Talking Point: N-acetylcysteine (NAC) for methamphetamine dependence: A randomised controlled trial


Currently there are no approved pharmacotherapies for methamphetamine dependence.

N-acetylcysteine (NAC) has been found to reduce craving for methamphetamine use and other drugs. This effect is thought to be due to NAC’s ability to restore homeostasis to glutamate systems that are disrupted in addiction. This presentation will discuss the results of a recently completed randomised controlled trial of NAC for methamphetamine dependence. Participants (N = 153) received either NAC (2,400 mg/day) or equivalent placebo for 12 weeks. Results will include the effect of NAC on methamphetamine use, craving, severity of dependence, withdrawal and psychiatric symptoms.

About the presenter

Associate Professor Rebecca McKetin(BSc(Psychol)Hons.

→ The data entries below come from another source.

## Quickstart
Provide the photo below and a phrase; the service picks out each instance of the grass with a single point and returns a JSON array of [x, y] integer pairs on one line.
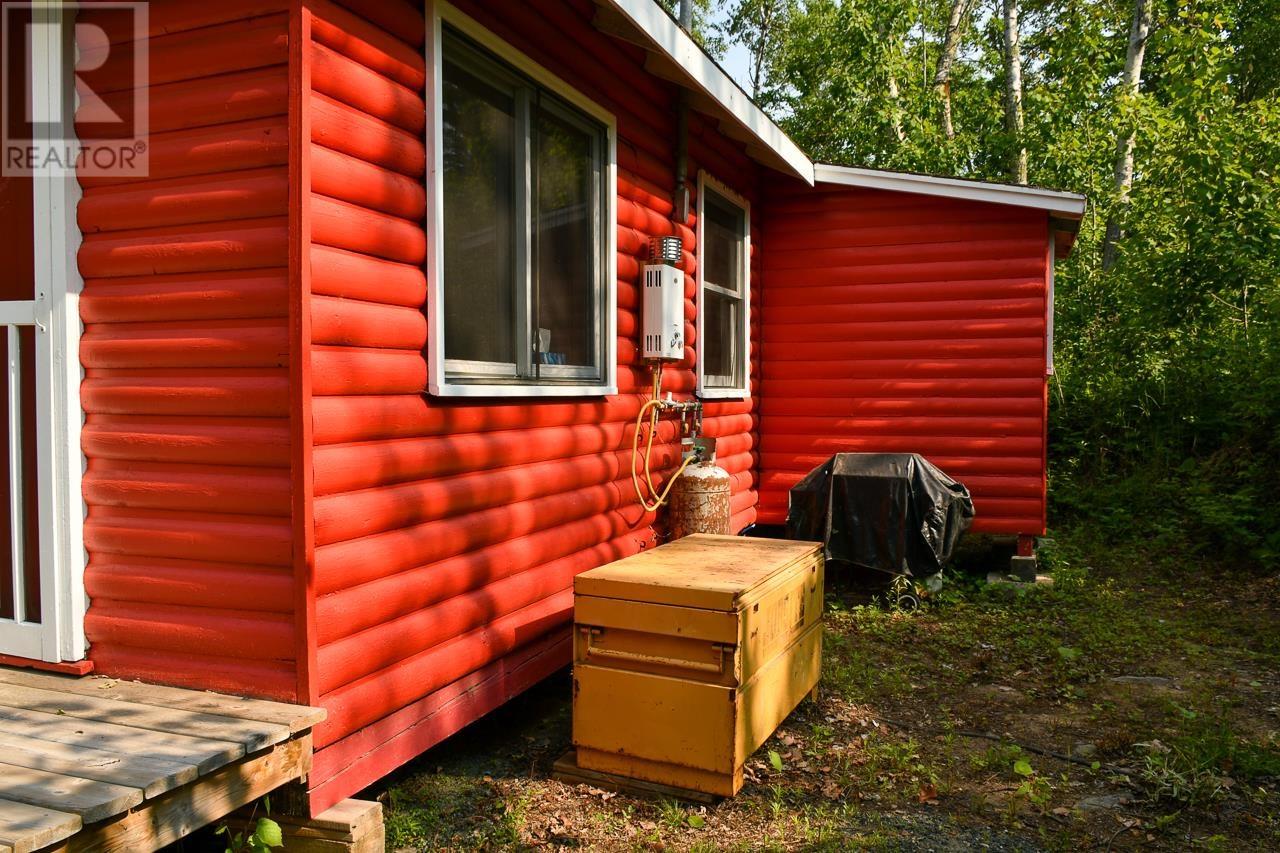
[[935, 725]]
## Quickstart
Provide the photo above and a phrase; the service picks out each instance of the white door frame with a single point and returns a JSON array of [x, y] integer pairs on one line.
[[55, 314]]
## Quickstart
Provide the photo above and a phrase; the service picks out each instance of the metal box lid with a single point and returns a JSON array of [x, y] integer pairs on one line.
[[702, 570]]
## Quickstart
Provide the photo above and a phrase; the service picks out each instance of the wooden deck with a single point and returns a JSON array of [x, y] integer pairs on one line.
[[106, 765]]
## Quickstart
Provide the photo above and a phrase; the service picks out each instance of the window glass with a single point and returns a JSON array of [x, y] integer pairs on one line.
[[524, 242], [566, 241], [722, 243], [479, 154], [721, 341], [723, 293]]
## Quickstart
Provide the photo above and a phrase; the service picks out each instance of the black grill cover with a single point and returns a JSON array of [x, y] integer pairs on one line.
[[892, 512]]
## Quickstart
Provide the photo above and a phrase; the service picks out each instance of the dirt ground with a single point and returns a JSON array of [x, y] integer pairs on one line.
[[1133, 703]]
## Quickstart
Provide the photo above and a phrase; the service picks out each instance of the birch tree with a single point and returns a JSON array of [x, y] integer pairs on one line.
[[1014, 94], [758, 26], [1139, 31], [946, 58]]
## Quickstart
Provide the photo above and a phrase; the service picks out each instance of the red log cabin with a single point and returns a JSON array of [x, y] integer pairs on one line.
[[332, 400]]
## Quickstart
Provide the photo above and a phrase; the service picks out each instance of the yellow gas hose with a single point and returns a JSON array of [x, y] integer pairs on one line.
[[656, 406]]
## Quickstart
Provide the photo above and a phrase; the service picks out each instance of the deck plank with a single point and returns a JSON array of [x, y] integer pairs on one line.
[[205, 755], [177, 813], [295, 716], [92, 801], [252, 734], [28, 828], [152, 775]]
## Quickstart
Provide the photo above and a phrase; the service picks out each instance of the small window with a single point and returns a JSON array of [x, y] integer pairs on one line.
[[522, 300], [723, 291]]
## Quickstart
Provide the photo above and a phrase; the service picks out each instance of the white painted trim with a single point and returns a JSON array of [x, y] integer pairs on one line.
[[55, 316], [704, 76], [438, 12], [705, 181], [1064, 204]]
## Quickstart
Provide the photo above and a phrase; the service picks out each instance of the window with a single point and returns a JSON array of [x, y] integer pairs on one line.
[[524, 261], [723, 291]]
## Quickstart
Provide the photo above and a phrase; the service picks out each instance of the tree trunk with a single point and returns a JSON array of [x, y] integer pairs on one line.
[[950, 46], [1138, 33], [896, 106], [759, 54], [1014, 94]]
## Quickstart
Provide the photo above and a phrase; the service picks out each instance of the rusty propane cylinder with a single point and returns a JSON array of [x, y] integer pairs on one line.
[[700, 501]]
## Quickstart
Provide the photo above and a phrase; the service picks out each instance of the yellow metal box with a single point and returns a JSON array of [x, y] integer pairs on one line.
[[689, 656]]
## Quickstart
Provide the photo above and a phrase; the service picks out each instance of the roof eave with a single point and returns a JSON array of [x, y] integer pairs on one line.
[[1065, 208], [676, 56]]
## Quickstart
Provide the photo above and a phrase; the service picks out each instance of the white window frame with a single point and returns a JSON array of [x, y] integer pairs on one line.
[[440, 383], [59, 637], [704, 183]]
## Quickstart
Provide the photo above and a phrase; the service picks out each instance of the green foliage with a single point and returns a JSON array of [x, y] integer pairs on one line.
[[265, 836], [1165, 401]]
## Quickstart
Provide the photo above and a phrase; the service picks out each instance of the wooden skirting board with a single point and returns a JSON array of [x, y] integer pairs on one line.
[[94, 763]]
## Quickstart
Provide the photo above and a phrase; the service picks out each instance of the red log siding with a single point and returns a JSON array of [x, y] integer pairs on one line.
[[447, 532], [186, 352], [897, 322]]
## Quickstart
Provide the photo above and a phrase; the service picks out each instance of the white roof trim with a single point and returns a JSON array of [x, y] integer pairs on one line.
[[707, 77], [1063, 204]]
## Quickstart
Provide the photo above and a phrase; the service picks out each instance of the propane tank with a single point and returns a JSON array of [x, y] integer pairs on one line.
[[700, 501]]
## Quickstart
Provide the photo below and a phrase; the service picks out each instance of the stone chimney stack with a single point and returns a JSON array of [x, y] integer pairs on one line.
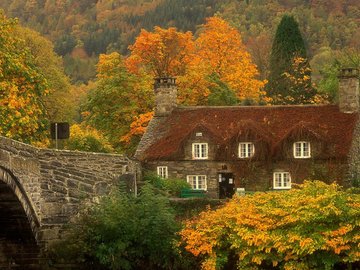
[[165, 96], [349, 90]]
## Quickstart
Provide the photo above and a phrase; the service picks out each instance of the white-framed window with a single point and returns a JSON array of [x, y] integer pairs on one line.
[[302, 150], [282, 180], [162, 171], [246, 149], [200, 150], [197, 181]]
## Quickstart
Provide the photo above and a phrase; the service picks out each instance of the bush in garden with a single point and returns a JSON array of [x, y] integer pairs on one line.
[[127, 232], [312, 226]]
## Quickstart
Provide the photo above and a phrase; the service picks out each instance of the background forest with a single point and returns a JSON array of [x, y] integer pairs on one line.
[[88, 52], [82, 29]]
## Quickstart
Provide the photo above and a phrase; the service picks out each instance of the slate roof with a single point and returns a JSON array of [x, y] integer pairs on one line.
[[274, 123]]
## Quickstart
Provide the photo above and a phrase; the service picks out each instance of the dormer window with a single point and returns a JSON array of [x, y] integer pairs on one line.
[[246, 149], [281, 180], [200, 151], [162, 171], [302, 150]]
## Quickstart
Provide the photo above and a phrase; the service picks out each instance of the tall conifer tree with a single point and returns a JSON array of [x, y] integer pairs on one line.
[[289, 80]]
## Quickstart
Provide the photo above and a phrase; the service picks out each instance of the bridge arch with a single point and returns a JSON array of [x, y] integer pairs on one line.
[[7, 177]]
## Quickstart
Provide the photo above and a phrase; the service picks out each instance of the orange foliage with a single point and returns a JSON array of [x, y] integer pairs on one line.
[[164, 52], [220, 47], [137, 127], [290, 229], [218, 50]]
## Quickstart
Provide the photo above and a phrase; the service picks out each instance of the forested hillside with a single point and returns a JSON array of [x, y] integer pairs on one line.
[[82, 29]]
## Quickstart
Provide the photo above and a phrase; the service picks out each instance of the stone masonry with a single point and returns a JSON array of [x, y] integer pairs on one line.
[[51, 184]]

PhD) leads a program of research into stimulant use epidemiology and interventions at the National Drug and Alcohol Research Centre, UNSW. Her current research involves the online delivery of psychological help for people who use stimulants (, the trialling of new pharmacotherapy options for methamphetamine dependence ( and the development of novel responses to methamphetamine use in Aboriginal and Torres Strait Islander communities ( Rebecca established the first longitudinal treatment outcomes study for methamphetamine use internationally (the Methamphetamine Treatment Outcomes Study, MATES), a 3-year prospective cohort of 501 people dependent on methamphetamine, demonstrating the impact of community-based treatments for this drug. She has adapted in-direct prevalence estimation methods to estimate the number of dependent methamphetamine users in Australia and has been involved in the development of regional systems to monitor methamphetamine and other drugs in the Asia Pacific. Her work has been pivotal in quantifying the risk of psychosis, violence and other mental health outcomes related to the use of methamphetamine. She is a Senior Editor for Addiction, a consultant to the United Nations, and a member of the Australian Institute of Policy and Science.